Results: In SCLC models, inhibition of CHK1 by genetic knockdown and small molecule inhibition (LY2606368) induces DNA damage as demonstrated by increased γ-H2AX levels. We also observed increased protein levels of immune checkpoint ligand, PD-L1, following pharmacologic inhibition with LY2606368. We next tested whether co-targeting CHK1+PD-L1 enhances the anti-tumor effect in an immune-competent SCLC model. B6129F1 mice were injected in the flank with TKO.mTmG cells harboring conditional deletion of Trp53, Rb1 and p130. When the tumor volume reached 120mm3, mice were treated with either IgG (control), LY2606368 (10mg/kg, 2/7), anti-PD-L1 (300ug, 1/7) or combination of LY2606368 and anti-PD-L1 antibody. Single agent treatment with anti-PD-L1 antibody did not cause tumor regression in these models with T/C ratio=0.93 (p<0.001) at Day 21. Treatment of single agent LY2606368 at a sub-therapeutic dose significantly delayed tumor growth in these models with T/C=0.31 (p<0.001) at Day 21. However, 3 out of 5 mice treated with anti-PD-L1+LY2606368 had a complete tumor regression within 15 days of treatment with T/C=0.05 (p<0.001) at Day 21. Tumors were collected at the end of 21 days for RPPA analysis, RNA sequencing and flow cytometry to characterize tumor-infiltrating immune cells post treatment with the single agents versus the combination.

Discussion: SCLC has an immunosuppressed phenotype (despite a high mutational burden); however, only a minority of tumors expresses PD-L1, suggesting that immunosuppressive mechanisms other than the PD-1/PD-L1 pathway are likely to contribute. This study shows that targeting CHK1 (by genetic knockdown and pharmacological inhibition) leads to increased DNA damage and increased expression of immune checkpoint ligand, PD-L1. Combining CHK1 inhibition and PD-L1 targeting significantly enhanced the effect of PD-L1 antibody leading to tumor regression in an immune competent SCLC model. Biomarker analyses from these models are ongoing to confirm the expression of immune markers. PD-L1 inhibitors as monotherapy have led to objective responses in only a minority of SCLC patients. The CHK1 inhibitor LY2606368 is currently in clinical trial for SCLC patients. The complementary modes of action of the two promising modalities, immune checkpoint targeting and CHK1 inhibition, suggest intriguing possibilities for therapeutic synergy with combination treatment and warrants further clinical investigation.

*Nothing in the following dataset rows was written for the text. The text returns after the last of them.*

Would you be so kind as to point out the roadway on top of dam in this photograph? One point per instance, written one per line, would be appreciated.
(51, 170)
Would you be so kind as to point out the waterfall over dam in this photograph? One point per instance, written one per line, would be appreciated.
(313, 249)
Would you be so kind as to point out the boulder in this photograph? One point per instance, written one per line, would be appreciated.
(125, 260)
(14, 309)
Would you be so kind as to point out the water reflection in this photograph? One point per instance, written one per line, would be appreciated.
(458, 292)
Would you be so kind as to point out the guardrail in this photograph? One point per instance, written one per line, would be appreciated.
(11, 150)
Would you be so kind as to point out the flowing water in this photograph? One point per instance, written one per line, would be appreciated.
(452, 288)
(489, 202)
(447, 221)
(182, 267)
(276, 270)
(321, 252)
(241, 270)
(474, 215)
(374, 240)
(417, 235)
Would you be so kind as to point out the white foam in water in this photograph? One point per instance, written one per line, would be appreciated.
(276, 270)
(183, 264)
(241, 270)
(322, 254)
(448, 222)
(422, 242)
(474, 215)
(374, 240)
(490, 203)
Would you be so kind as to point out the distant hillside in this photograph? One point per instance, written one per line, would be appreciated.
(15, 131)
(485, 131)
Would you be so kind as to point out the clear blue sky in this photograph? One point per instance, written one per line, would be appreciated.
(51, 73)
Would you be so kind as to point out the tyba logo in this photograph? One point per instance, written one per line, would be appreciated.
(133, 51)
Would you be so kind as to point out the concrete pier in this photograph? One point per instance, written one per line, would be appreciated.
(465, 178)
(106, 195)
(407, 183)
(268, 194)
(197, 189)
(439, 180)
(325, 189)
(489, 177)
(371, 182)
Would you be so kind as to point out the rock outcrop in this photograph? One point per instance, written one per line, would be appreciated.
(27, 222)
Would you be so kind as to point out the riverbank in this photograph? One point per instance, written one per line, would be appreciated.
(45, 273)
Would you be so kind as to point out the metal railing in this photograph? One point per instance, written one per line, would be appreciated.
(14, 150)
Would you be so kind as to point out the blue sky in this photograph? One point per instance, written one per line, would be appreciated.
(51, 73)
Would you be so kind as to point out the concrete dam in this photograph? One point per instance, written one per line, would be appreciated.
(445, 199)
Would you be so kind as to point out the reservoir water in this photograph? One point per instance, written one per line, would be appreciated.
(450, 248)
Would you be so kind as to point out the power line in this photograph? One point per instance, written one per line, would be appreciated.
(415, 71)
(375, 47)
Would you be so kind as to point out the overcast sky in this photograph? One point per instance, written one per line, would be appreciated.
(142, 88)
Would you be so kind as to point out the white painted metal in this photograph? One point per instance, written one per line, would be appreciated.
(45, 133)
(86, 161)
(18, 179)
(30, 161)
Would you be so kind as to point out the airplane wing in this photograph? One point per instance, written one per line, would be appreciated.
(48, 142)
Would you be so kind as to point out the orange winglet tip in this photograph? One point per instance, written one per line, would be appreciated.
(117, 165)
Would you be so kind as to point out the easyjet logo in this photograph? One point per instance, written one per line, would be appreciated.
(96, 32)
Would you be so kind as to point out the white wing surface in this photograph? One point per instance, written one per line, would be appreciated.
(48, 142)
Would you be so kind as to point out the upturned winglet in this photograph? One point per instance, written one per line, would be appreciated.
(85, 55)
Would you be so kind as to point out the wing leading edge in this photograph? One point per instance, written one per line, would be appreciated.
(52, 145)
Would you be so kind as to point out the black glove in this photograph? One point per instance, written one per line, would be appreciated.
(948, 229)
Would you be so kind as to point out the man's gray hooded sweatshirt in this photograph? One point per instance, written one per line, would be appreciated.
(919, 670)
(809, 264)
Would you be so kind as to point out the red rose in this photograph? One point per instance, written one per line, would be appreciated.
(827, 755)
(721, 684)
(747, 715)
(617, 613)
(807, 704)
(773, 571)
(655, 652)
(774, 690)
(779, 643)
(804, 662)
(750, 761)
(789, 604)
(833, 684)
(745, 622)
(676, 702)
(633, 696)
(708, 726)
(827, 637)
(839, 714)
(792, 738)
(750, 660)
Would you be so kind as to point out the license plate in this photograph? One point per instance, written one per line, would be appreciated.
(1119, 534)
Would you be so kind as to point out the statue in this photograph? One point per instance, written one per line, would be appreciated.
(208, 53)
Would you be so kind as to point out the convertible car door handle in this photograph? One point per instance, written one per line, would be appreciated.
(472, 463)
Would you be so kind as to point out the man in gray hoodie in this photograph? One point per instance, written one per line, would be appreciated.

Citation Format: Triparna Sen, Limo Chen, Bertha Leticia Rodriguez, Yongbin Yang, You Hong Fan, Catherine Allison Stewart, Bonnie Glisson, Helen Piwnica-Worms, Julien Sage, John V. Heymach, Don L. Gibbons, Lauren A. Byers. Combining immune checkpoint inhibition and DNA damage repair (DDR) targeted therapy in small cell lung cancer (SCLC). [abstract]. In: Proceedings of the AACR Special Conference on Tumor Immunology and Immunotherapy; 2016 Oct 20-23; Boston, MA. Philadelphia (PA): AACR; Cancer Immunol Res 2017;5(3 Suppl):Abstract nr B72.